FOR A man with the initials “WAR”, it should come as no surprise that Will Fraine is a batsman who likes to wreak savagery and slaughter.
William Alan Richard Fraine, to give him his full name, visited chaos and carnage on Northamptonshire yesterday, the 26-year-old striking 143 from 107 balls with 12 fours and eight sixes in a brutal display of butchery and power.
It was the highest score of his professional career, beating his only previous century (106 in a County Championship match against Surrey at Scarborough in 2019), and it royally entertained a crowd of around 3,000 at the Clifton Park venue, which should really have turned up wearing tin hats.
More importantly for Yorkshire, it inspired a winning start to their 50-over tournament, the hosts prevailing by 33 runs.
On a day when morning rain reduced the match to 46 overs per side, before sunshine graced this delightful outground shaded by trees, it was by no means a one-man show as Fraine’s exploits were complemented by those of Harry Duke and Will Luxton as Yorkshire totalled 353-5 on a good pitch.
Duke, the 20-year-old wicketkeeper, scored 111 from 107 balls with 13 fours, sharing with Fraine an opening stand of 209 inside 30 overs, and Luxton, the 19-year-old, struck 84 from 53 balls with 10 fours and three sixes, the highest score of his fledgling career.
Although Fraine has been around for a while now (the Huddersfield-born right-hander played county age-group cricket for Yorkshire before joining his native county in late 2018 on a three-year deal from Notts), Duke and Luxton are very much at the beginning of their journeys.
On this evidence, the future is bright.
Another fine prospect is Ben Cliff, a 19-year-old pace bowler who was making his first-team debut along with Harry Sullivan, also 19, a left-arm spinner.
As Northants were dismissed for 320, Cliff struck with the fourth ball of the innings and of his Yorkshire career when Ricardo Vasconcelos got a leading edge to Dom Bess at mid-on.
Tall and strong, the right-armer Cliff has something about him - as does Sullivan, who was similarly pleased to take his first wicket for the club when Rob Keogh lofted to Bess at long-off.

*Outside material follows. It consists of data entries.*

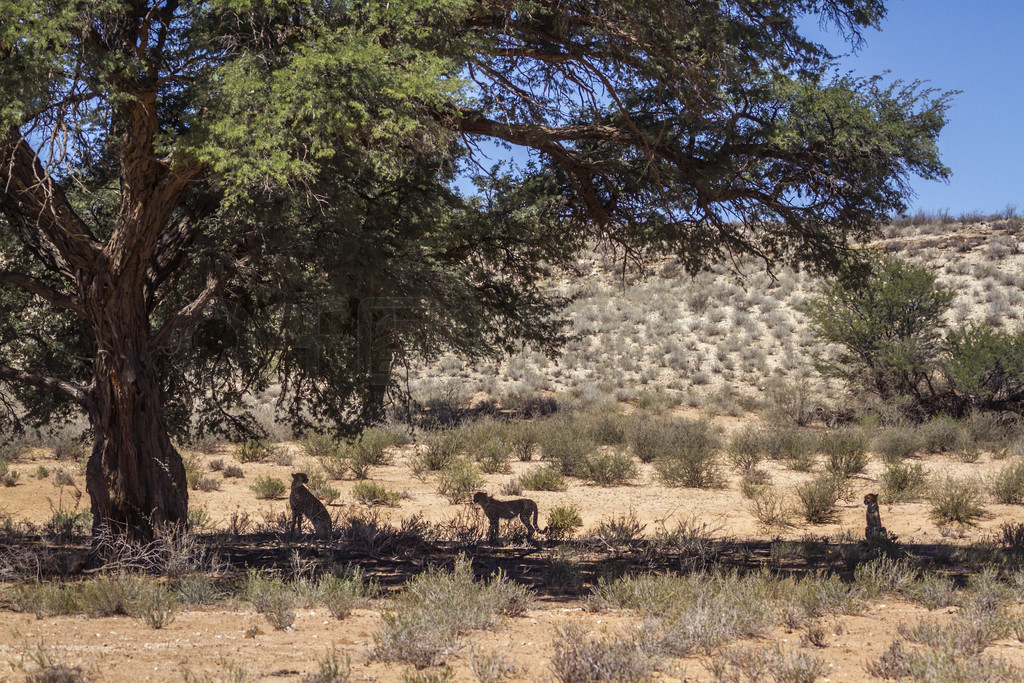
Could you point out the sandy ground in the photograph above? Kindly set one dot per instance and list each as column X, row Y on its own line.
column 213, row 642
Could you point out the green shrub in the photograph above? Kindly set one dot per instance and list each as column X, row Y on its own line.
column 955, row 500
column 566, row 444
column 941, row 434
column 791, row 445
column 459, row 480
column 563, row 521
column 896, row 443
column 442, row 449
column 984, row 366
column 272, row 598
column 436, row 608
column 522, row 439
column 1009, row 483
column 693, row 462
column 771, row 509
column 605, row 426
column 8, row 477
column 255, row 451
column 653, row 438
column 888, row 326
column 343, row 594
column 580, row 657
column 747, row 447
column 902, row 482
column 233, row 472
column 322, row 489
column 846, row 451
column 267, row 487
column 613, row 468
column 543, row 478
column 817, row 500
column 371, row 493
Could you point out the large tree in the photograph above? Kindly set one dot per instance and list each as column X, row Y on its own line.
column 201, row 198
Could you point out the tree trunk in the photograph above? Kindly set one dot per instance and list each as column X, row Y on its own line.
column 135, row 477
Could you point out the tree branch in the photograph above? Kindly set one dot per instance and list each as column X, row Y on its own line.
column 76, row 392
column 40, row 289
column 39, row 211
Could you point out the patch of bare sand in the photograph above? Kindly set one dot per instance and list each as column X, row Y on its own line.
column 206, row 641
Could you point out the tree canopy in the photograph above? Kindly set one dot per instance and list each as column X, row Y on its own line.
column 200, row 199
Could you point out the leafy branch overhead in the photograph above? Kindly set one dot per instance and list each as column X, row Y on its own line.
column 203, row 198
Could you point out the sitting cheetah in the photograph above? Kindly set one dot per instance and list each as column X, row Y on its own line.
column 305, row 504
column 875, row 526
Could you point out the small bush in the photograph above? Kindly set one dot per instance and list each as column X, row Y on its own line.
column 817, row 500
column 442, row 449
column 793, row 446
column 322, row 489
column 522, row 440
column 563, row 521
column 371, row 493
column 8, row 477
column 70, row 450
column 902, row 482
column 953, row 500
column 693, row 460
column 343, row 594
column 771, row 508
column 654, row 438
column 566, row 444
column 941, row 434
column 233, row 472
column 272, row 598
column 747, row 447
column 847, row 452
column 580, row 658
column 610, row 469
column 255, row 451
column 896, row 443
column 208, row 484
column 620, row 532
column 267, row 487
column 1009, row 483
column 458, row 480
column 543, row 478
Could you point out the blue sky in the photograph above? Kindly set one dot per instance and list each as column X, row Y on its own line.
column 977, row 47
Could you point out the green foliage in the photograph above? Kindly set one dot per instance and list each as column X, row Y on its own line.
column 902, row 482
column 687, row 454
column 267, row 487
column 371, row 493
column 458, row 480
column 817, row 500
column 888, row 325
column 1009, row 483
column 846, row 451
column 985, row 367
column 543, row 478
column 610, row 468
column 955, row 501
column 297, row 169
column 563, row 521
column 255, row 451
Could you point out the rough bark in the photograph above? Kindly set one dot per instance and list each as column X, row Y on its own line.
column 135, row 477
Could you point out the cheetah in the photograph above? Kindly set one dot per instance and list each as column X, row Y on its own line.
column 523, row 508
column 875, row 526
column 303, row 503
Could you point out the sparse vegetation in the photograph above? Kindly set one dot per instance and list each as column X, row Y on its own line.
column 267, row 487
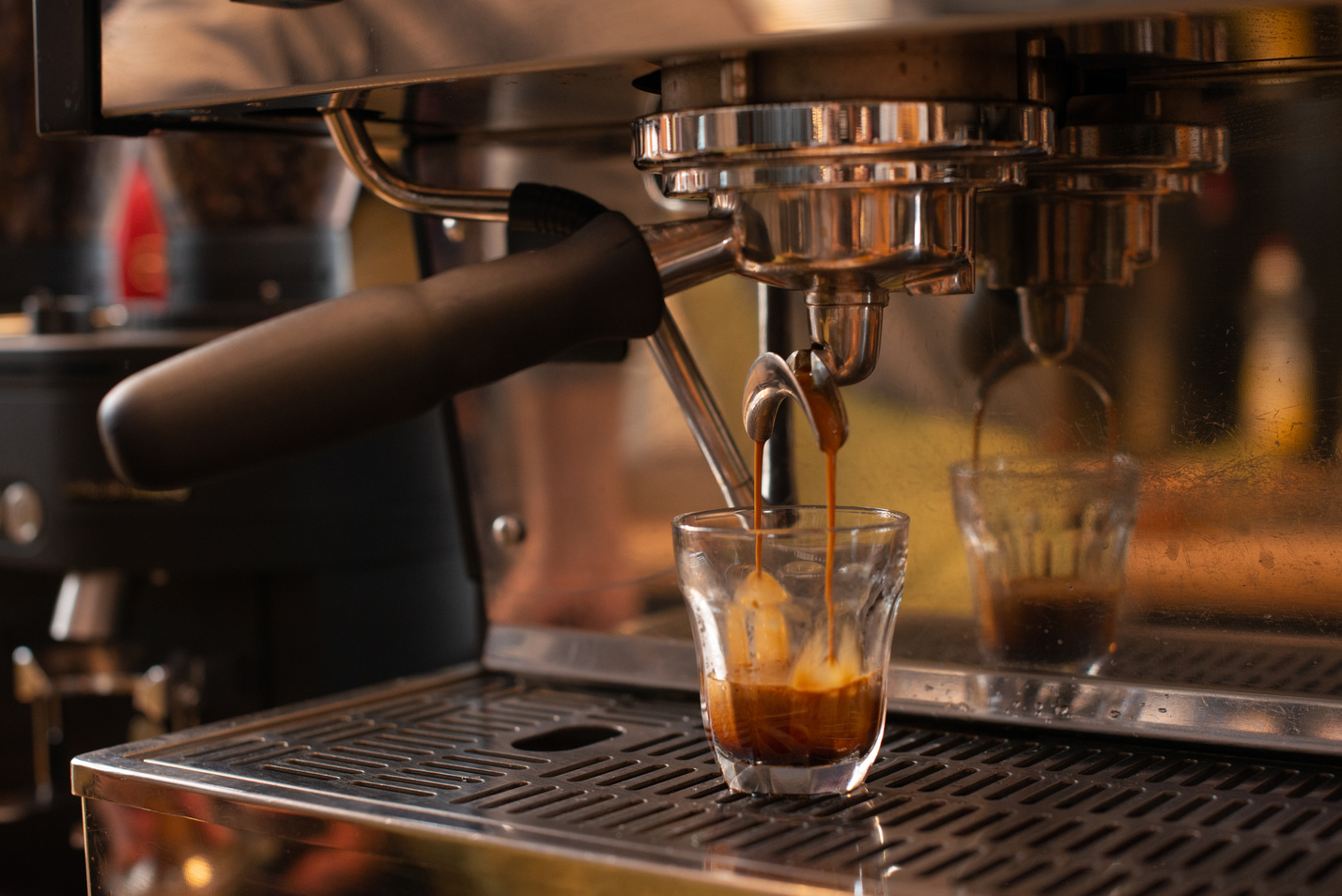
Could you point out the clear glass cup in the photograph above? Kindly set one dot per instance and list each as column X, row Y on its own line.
column 794, row 685
column 1047, row 544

It was a key scalp, Keogh’s departure for 59 leaving Northants 237-5 in the 34th over, and a second one followed when Sullivan bowled James Sales as he tried to hit through the offside.

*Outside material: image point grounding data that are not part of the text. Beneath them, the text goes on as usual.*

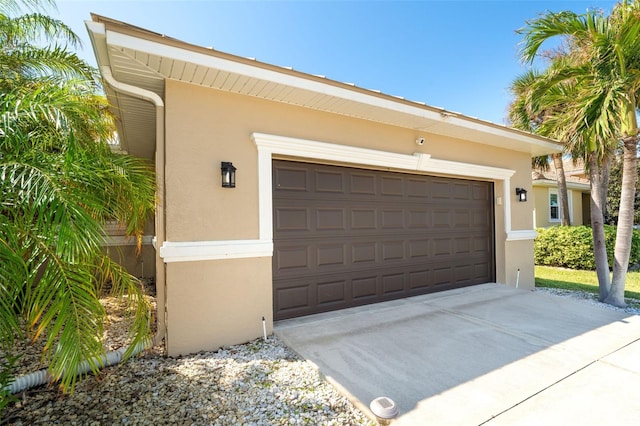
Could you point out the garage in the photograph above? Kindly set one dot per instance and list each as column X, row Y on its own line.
column 345, row 237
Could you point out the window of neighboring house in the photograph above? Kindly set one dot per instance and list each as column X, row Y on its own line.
column 555, row 208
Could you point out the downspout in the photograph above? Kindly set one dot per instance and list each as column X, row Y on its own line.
column 154, row 98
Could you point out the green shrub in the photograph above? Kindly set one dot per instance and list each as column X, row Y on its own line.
column 572, row 247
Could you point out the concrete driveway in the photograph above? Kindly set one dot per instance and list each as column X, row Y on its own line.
column 486, row 354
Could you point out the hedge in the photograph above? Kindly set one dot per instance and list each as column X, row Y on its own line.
column 572, row 247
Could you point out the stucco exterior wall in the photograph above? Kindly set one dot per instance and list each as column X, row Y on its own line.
column 218, row 302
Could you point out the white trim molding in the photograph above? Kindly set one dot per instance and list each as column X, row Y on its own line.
column 123, row 240
column 190, row 251
column 526, row 234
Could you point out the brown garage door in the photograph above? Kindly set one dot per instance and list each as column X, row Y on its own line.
column 345, row 237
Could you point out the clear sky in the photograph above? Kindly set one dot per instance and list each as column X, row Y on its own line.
column 453, row 54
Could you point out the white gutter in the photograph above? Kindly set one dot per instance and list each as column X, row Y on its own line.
column 147, row 95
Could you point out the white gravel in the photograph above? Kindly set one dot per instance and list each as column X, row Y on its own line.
column 258, row 383
column 633, row 305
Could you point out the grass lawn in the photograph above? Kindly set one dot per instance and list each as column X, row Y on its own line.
column 571, row 279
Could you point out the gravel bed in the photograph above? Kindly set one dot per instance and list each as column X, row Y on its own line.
column 633, row 305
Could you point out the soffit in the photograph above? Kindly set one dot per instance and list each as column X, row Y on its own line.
column 144, row 59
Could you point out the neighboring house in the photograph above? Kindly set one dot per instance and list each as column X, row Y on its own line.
column 547, row 210
column 344, row 196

After Northants chose to bowl beneath initially overcast skies, Fraine dominated the opening exchanges. Tall and lean, a batsman who combines butchery and elegance, the right-hander drove forcibly, pulled savagely and showed his silkiness in the shape of late-cuts that fair sped across the turf.
When he gave full rein to his primaeval strength, Fraine rained sixes on to the white marquee, into the tennis courts, over the pavilion and even towards the press box balcony, which almost prevented this match report from being compiled and due praise conferred on its swashbuckling hero.
On days such as these, when he looks in full control of himself and his game, Fraine is a great asset for Yorkshire, a player with the potential to develop further in all forms of the game.
Ditto Duke, who had 38 to his name when Fraine reached his century from 85 balls. Duke played something of a backseat role before going into the main driver’s chair, a player with more scoops in his armoury than the ice-cream van located on the ground.
After Fraine slashed to backward-point and departed to the strains of a standing ovation, Duke proceeded to his hundred from 97 balls and Luxton to his half-century from 35 deliveries, the pair adding 134 inside 15 overs to lead Yorkshire towards their imposing total.
Luxton holed out to long-off and Duke was caught behind trying to scoop, then Bess was bowled and Matthew Revis run-out in the final over.
Following Cliff’s early breakthrough in the Northants reply, Ben Coad had Emilio Gay steering to Fraine at slip.
Will Young, the New Zealand batsman, and Saif Zaib added 82 inside 13 overs before Zaib’s eyes lit up at a delivery from Bess, to which he came down the pitch, missed and was smartly stumped by Jonny Tattersall, the new Yorkshire captain.
Young went on to the top score of 91 from 64 balls with 12 fours and two sixes before pulling Coad to Sullivan at mid-on.
After Sullivan’s double strike, Bess had Tom Taylor caught-and-bowled and Buck caught at deep-square leg by Fraine.
Lewis McManus threatened a heist with a fine 82 from 63 balls with five fours and four sixes, but Tom Loten trapped him leg-before and then had Jack White pulling to mid-on.